Todos os filmes de Edgar Wright estão banhados de nostalgia. Seja nas referências e quebra de clichês da trilogia Cornetto (particularmente Shaun of the Dead), a reprodução da estética de videogames e quadrinhos em Scott Pilgrim Contra o Mundo, ou o vício musical de Em Ritmo de Fuga. Seus personagens, até então sempre homens com complexos adolescentes, precisam deixar o passado para trás e confrontá-lo para finalmente viver no presente. Com Noite Passada em Soho, infundindo de neon e inspirado no cinema Giallo, este subtexto se torna o texto em si. Aqui, os perigos nostálgicos se materializam para perseguir a primeira protagonista feminina do diretor, Eloise (Thomasin Mackenzie), uma jovem quieta, com talento para desenhar roupas e, aparentemente, a capacidade de ver espíritos como o de sua falecida mãe.

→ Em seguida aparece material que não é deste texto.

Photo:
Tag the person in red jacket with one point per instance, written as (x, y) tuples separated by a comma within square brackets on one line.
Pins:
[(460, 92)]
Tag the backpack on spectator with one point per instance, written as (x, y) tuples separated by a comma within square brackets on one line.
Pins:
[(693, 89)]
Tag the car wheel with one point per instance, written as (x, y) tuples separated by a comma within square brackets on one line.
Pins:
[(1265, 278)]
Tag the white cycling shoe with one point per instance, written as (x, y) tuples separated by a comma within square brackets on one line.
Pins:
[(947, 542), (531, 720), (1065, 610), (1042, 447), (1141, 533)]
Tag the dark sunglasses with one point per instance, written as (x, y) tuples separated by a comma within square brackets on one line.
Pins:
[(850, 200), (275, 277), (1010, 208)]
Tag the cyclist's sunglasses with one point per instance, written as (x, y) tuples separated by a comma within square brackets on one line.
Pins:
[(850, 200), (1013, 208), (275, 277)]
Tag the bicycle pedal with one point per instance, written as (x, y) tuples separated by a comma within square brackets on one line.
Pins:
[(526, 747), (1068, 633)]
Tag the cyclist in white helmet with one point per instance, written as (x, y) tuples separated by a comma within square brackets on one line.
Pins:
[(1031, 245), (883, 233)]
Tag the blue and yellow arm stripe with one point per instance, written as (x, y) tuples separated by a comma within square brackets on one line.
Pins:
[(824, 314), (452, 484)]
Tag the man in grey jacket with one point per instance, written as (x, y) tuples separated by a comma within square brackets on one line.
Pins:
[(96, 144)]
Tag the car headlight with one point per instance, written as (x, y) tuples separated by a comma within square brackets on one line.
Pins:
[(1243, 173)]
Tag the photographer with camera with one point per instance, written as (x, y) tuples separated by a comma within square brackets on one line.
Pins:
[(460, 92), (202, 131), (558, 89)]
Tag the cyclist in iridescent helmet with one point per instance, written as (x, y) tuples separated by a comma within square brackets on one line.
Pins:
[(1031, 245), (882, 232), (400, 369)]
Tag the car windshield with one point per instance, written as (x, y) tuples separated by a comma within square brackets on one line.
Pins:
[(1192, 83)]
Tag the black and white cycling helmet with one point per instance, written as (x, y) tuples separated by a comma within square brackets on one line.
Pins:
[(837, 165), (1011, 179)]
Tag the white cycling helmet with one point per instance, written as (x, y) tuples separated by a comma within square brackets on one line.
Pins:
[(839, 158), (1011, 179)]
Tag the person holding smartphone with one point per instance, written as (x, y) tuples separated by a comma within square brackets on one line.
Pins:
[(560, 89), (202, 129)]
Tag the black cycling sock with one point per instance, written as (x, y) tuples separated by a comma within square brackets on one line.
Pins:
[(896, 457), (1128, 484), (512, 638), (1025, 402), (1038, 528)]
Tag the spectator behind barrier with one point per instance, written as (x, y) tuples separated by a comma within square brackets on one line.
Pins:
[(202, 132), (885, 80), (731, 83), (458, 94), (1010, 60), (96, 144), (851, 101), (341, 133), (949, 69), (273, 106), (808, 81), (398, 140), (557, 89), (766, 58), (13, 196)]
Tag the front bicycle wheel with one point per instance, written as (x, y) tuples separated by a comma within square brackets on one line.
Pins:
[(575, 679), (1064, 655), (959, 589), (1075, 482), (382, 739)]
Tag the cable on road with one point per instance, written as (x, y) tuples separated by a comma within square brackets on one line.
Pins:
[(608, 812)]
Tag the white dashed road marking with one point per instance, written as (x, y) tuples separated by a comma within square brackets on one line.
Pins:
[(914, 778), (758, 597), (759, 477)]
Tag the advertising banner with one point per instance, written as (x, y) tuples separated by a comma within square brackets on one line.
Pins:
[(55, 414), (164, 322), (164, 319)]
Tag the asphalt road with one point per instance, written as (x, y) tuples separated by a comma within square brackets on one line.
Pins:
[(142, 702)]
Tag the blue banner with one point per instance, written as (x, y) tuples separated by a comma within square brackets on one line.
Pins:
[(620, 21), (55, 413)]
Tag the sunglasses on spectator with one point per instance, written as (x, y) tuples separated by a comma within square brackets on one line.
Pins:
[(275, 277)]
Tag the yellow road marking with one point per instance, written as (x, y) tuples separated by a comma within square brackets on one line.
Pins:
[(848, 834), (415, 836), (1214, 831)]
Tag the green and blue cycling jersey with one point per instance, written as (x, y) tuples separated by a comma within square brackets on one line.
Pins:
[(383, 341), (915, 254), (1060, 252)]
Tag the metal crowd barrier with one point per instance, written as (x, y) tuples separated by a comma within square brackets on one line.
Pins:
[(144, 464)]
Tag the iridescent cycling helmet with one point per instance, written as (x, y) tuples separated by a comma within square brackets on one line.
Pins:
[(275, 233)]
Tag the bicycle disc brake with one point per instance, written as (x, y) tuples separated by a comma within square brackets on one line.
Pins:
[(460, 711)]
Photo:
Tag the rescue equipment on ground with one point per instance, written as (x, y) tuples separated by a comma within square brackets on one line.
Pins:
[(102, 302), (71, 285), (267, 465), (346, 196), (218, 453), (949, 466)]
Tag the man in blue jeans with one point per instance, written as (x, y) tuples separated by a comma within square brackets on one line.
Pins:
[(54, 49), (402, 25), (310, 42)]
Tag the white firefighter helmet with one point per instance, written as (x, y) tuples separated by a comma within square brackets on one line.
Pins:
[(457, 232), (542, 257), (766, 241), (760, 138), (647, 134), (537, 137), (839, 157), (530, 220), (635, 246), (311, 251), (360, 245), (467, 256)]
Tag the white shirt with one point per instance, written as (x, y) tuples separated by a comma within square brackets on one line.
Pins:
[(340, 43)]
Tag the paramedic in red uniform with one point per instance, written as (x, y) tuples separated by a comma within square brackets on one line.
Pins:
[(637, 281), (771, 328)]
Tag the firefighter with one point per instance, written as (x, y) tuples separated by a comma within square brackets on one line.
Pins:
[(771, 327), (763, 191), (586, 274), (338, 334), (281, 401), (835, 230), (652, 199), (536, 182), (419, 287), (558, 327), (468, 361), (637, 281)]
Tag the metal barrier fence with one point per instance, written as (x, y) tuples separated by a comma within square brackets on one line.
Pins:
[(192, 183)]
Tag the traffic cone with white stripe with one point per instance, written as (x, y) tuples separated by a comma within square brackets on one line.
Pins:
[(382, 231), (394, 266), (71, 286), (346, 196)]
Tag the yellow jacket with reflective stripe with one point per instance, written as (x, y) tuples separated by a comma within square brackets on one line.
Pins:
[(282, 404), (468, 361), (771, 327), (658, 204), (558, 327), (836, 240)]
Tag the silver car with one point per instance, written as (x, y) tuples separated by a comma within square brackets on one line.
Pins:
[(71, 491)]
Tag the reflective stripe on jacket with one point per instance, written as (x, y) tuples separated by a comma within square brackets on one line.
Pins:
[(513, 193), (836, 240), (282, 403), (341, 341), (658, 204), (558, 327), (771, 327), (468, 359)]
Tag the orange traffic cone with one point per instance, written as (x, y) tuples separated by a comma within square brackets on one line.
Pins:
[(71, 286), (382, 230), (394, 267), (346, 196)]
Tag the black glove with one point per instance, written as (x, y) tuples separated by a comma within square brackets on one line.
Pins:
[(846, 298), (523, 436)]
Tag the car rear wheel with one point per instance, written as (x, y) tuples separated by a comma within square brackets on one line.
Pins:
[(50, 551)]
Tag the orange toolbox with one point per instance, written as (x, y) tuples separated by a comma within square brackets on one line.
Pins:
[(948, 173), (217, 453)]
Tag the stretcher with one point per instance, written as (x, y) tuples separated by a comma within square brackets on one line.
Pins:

Ellie, como ela quer ser conhecida, sai do interior da Inglaterra em busca de realizar seu sonho numa faculdade de moda em Soho. A Londres de sua mente permanece nos anos 60, é a casa de bandas inovadoras, de festas com homens em terno e mulheres de vestido, e qualquer um pode realizar seu sonho ao chegar na cidade grande com motivação o suficiente para vencer. Uma viagem com um taxista estranho e uma noite ao lado de suas colegas esnobes e barulhentas depois, seus olhos começam a perceber como nem tudo é idêntico aos seus sonhos vintages. Sua decisão imediata é se afastar, procurar um quarto antigo, como o do prédio da Sra. Collins (Diana Rigg) e voltar no tempo para encontrar a inspiração de seus novos designs. O desejo de visitar o passado se torna quase literal quando, ao dormir em sua nova cama, sua conexão espiritual a leva para a vida de Sandie (Anya Taylor-Joy), uma jovem cuja voz só não supera seu incrível ar de confiança e estilo.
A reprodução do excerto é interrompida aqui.